The next year, having graduated high school, Jane moves to Boston and is a contributor to her friend's zine Olive Juice. Grace reveals that a blood test showed Tom to be the biological father of her child, which she has decided to keep. Dave is running a new theater with his lover, Kurt. While meeting with Ryan at a restaurant, Jane runs into Steve, who doesn't recognize her. Jane sees that Steve is meeting with her friend Allison, who reveals that she reads Olive Juice. Jane tells her that her first time with Steve was the basis for an article in the zine about an "awful thing that happened in the cemetery". After blowing off Steve, Allison is invited to come bowling with Jane and Ryan.

==Production==
The film was inspired by Sarah Jacobson's days working at the Uptown Theatre in Minneapolis as a high school student.

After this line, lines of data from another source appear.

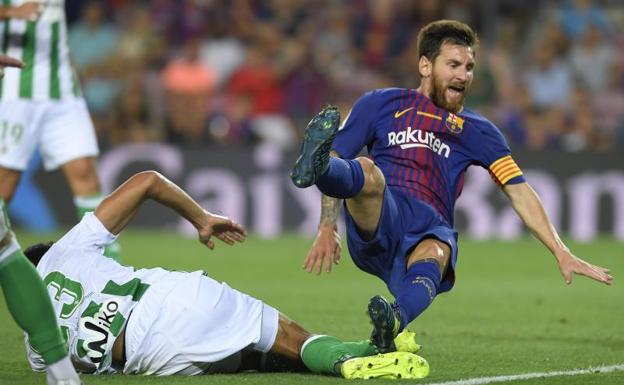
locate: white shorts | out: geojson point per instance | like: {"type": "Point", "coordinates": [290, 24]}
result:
{"type": "Point", "coordinates": [184, 324]}
{"type": "Point", "coordinates": [61, 130]}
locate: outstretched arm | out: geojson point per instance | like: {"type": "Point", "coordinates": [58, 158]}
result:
{"type": "Point", "coordinates": [118, 208]}
{"type": "Point", "coordinates": [529, 207]}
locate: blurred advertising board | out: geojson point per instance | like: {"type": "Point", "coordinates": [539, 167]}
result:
{"type": "Point", "coordinates": [582, 192]}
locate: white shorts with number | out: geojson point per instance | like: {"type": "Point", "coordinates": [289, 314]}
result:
{"type": "Point", "coordinates": [183, 325]}
{"type": "Point", "coordinates": [61, 130]}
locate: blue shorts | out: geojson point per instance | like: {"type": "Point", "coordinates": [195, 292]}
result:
{"type": "Point", "coordinates": [404, 223]}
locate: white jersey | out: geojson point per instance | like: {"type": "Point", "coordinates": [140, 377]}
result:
{"type": "Point", "coordinates": [92, 295]}
{"type": "Point", "coordinates": [42, 46]}
{"type": "Point", "coordinates": [181, 323]}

The film was shot in San Francisco. It was filmed with minimal equipment consisting of one 16mm camera, one tape recorder, one microphone, and four lights. Kim Gordon of Sonic Youth and director Tamra Davis helped financially support the production when it was running low on funding.

The film features songs from Minnesota-based artists, such as The Replacements and Babes in Toyland.

== Release ==
The film had its premiere at the Chicago Underground Film Festival on August 14, 1996. It was shown at sold-out screenings at the Sundance Film Festival, Raindance Film Festival and South by Southwest in 1997. It received a limited theatrical release in the United States on March 22, 1998.

In 2019, the film received a 2K restoration from the American Genre Film Archive, and on September 17, 2019, the company released a Blu-ray and DVD compilation that featured Mary Jane's Not a Virgin Anymore and Jacobson's 1993 film I Was a Teenage Serial Killer, alongside several of her short films and music videos.

== Reception ==

Kristin Tillotson of the Star Tribune called it "a raucous and real effort". Katie Duggan of Film Daze said, "As if it wasn't already clear that being a teenage girl isn't easy, Mary Jane's Not a Virgin Anymore further emphasizes the gap between media images of women and their lived realities." The Austin Chronicles Marjorie Baumgarten praised the script and performances, writing "Jacobson's film presents kids talking just as you suspect they do in real life, while it uncovers forthright, new ways to portray a girl's first-time sexual experiences that do not involve soft-focus, bittersweet memories or fond recollections of youth spent." Baumgarten admitted that "the film is rather short on plot and what there is, is awfully contrived". Film Threat and Variety reacted negatively to the film, criticizing the production values; the former called it "an overly long, exceedingly talky, preachy film, something between a bad after-school special and a feminist version of Clerks". Roger Ebert and Amy Taubin were among the critics who supported the film.